First off, the dreary palette of colors generated a bleak, almost depressing sentiment. This, coupled with the all around indefinite nature of the painting, was unsettling and presented me with a lack of satisfaction, as I didn’t know what to make of it. Nonetheless, the sense of space and contrasting colors (light and dark) lends itself to an outdoor setting. With this schematic framework in mind, the artist’s intentions become clearer. As the title suggests, the image is of a landscape (this is very difficult to know for sure based on observation alone). What then, is the giant shape in the center? Why is the landscape a Japanese landscape? The fact that the object continues upward out of the frame gives me the impression that the object is rising. The object is also hourglass-shaped, and is divided into two highly contrasting colors. Could these not be fire and smoke? Is an hourglass-cloud too far off from a mushroom-cloud? I took these leaps of logic and found that yes, for the most part, this interpretation held firm when super-imposed onto the objective collection of observations. Finally, as the bombings in Japan are perhaps the darkest days in its history, I thus concluded the object in the center to be an atom bomb.

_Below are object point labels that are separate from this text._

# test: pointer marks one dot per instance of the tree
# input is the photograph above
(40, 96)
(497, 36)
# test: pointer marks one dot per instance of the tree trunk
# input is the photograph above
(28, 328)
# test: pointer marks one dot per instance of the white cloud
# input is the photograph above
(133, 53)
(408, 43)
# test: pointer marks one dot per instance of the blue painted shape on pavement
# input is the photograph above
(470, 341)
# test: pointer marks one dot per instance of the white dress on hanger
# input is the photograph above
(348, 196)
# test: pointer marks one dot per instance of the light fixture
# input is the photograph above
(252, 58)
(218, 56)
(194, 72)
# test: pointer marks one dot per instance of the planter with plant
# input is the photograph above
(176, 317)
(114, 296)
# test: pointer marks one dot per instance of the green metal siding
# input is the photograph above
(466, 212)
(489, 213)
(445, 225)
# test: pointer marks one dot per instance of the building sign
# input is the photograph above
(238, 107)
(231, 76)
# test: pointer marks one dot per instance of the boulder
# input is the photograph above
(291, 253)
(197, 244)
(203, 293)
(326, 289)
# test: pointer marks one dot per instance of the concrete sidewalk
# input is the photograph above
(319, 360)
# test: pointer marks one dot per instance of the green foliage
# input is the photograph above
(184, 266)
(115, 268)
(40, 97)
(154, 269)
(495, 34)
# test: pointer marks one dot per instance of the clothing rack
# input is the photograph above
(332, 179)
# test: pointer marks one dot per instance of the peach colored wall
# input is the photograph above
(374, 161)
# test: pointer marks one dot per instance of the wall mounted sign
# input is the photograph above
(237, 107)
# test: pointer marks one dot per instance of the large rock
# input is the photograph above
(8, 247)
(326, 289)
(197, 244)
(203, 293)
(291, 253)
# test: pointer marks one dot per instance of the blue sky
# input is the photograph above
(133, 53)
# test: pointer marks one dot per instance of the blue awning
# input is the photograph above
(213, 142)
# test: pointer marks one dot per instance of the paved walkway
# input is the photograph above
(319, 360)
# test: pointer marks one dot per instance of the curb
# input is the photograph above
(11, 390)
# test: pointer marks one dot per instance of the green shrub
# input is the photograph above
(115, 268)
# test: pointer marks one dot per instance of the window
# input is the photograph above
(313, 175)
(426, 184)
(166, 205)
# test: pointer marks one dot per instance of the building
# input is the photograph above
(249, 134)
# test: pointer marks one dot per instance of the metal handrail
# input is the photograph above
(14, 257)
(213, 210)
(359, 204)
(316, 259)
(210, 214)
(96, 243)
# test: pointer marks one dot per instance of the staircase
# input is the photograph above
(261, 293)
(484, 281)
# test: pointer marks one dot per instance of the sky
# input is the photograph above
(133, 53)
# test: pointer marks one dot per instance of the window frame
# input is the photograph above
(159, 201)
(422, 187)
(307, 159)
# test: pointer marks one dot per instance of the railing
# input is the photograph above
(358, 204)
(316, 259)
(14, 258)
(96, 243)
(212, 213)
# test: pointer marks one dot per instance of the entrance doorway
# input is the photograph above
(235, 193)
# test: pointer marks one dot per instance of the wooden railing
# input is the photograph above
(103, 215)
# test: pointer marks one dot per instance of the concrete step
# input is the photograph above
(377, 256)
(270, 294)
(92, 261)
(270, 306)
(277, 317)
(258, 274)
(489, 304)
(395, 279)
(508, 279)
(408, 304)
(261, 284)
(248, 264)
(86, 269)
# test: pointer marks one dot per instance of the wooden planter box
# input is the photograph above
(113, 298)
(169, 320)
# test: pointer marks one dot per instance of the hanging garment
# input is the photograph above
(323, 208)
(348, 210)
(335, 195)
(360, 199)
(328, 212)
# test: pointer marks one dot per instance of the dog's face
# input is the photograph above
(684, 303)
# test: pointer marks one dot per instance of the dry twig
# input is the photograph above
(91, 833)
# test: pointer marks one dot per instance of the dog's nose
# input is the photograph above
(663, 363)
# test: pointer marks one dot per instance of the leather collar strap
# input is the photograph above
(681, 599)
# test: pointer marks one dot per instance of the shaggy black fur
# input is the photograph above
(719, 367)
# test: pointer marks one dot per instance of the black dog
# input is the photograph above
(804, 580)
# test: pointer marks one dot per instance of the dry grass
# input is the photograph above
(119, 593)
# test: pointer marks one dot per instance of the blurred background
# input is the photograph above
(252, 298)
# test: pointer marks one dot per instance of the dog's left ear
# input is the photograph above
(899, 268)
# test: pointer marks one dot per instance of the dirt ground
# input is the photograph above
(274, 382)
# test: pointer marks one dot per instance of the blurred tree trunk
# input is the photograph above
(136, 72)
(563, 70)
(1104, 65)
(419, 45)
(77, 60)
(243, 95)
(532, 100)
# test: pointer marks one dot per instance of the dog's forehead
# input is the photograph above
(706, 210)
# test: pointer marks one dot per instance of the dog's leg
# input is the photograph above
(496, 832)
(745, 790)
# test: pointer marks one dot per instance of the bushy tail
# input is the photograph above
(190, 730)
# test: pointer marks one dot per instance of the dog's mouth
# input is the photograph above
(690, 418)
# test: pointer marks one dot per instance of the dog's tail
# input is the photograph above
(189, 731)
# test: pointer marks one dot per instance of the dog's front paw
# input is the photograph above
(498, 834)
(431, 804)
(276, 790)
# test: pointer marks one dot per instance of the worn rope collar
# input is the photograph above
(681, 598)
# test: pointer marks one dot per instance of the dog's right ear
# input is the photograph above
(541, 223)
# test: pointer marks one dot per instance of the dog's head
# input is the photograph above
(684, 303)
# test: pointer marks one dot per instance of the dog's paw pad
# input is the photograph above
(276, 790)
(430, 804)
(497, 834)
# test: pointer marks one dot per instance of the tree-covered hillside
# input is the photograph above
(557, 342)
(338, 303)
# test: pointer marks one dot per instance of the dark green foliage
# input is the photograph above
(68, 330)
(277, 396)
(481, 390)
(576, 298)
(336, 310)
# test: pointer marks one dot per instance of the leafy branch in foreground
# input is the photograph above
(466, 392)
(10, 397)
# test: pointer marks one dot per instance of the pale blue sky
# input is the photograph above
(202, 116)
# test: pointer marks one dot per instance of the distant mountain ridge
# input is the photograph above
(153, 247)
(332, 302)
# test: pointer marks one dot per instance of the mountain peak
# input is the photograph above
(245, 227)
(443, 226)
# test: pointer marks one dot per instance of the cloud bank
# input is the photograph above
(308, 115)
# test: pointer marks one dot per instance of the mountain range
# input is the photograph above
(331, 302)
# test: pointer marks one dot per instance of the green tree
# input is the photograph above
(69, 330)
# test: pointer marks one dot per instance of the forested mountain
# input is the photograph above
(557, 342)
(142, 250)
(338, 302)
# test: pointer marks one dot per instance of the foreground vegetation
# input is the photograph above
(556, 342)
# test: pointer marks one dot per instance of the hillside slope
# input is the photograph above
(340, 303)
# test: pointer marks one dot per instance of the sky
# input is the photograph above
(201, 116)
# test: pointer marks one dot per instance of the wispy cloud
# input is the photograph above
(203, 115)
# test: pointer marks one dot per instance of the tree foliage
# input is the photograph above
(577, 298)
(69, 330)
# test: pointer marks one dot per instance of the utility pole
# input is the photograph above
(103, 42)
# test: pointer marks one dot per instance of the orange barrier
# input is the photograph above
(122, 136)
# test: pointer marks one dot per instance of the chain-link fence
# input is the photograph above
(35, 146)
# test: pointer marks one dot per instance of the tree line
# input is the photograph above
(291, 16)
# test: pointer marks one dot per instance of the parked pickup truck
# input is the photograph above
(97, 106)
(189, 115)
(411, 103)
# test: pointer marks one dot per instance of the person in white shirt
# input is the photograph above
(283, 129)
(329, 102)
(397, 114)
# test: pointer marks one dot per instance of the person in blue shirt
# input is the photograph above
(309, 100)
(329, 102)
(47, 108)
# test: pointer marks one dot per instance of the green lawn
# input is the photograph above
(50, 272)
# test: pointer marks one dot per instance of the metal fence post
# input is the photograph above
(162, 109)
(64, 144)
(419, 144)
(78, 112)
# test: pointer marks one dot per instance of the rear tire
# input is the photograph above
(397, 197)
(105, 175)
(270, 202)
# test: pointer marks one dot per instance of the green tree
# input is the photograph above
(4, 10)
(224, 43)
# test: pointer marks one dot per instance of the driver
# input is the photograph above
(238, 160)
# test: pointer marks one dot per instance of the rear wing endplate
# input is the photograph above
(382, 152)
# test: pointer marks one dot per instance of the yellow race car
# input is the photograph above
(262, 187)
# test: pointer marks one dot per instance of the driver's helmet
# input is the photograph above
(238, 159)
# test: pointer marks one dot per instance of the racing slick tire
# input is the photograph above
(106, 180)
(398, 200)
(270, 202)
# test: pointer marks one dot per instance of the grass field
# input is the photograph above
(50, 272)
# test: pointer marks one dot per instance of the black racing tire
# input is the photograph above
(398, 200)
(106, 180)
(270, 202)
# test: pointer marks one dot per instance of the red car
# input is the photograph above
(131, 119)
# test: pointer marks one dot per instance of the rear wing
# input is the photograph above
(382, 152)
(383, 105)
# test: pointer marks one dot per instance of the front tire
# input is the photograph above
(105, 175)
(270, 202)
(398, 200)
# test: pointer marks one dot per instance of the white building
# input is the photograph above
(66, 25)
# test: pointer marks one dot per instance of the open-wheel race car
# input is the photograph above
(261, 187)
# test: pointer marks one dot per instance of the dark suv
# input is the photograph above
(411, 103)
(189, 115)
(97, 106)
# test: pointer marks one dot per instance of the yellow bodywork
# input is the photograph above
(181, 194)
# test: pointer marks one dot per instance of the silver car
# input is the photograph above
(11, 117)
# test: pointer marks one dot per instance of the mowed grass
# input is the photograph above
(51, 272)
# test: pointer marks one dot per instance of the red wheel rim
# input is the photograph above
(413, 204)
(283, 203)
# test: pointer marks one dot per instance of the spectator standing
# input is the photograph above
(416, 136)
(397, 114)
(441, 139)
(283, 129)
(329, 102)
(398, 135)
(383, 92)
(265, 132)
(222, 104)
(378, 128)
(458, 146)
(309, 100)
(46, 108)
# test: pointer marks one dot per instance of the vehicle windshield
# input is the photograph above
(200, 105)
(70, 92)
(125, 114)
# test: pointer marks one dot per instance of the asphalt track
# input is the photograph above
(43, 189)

But why an atom bomb, what social commentary or aesthetic goal is Hines attempting to reach? The most obvious answer is that he is attempting to engender a sense of despair in his viewers. An atom bomb is one of the most destructive forces on the planet, and watching one erupt on a peoples’ homeland will never be a pleasant experience for a sane person with a sympathetic heart. A force so awesome is hard to reckon with, and once it is detonated, annihilation is a virtual certainty. Thus with despair comes hopelessness. What can one do against something so callous and uncompromising? This leads one to question whether peace is attainable, whether your life and your cause were for naught. Finally, once you question the sound of your voice, of your right to be heard and your ability to speak up instead of blown up, you become pessimistic about the human race, about our violent history and our ever-oppressive manipulations. You wonder if it will ever end.


As history plays out, and mankind struggles with conflict after conflict, Hines is recognizing the internal pessimism a good-hearted man feels in times of hardship, the part that wants to break down and cry because prevailing seems futile. By doing this he is illustrating the very face of his enemy, so that he can look it in the face, and deny its influence. He is exorcising his demons, giving them a face so that he can distinguish them from himself. He is speaking to his viewers, not only through his painting but also by his actions in life. Despite the obstacles he faced, Mr. Hines was a resilient member of the Civil Rights Movement, and progress has been made. The bomb may be scary, but if your cause is noble, you will never be for naught.


“I never could figure out exactly what that was supposed to be,” a voice from behind me said. It was the security guard, breaking our uncomfortable half-hour silence.

I smiled, slightly amused. “Neither can I,” I said, but I had an idea.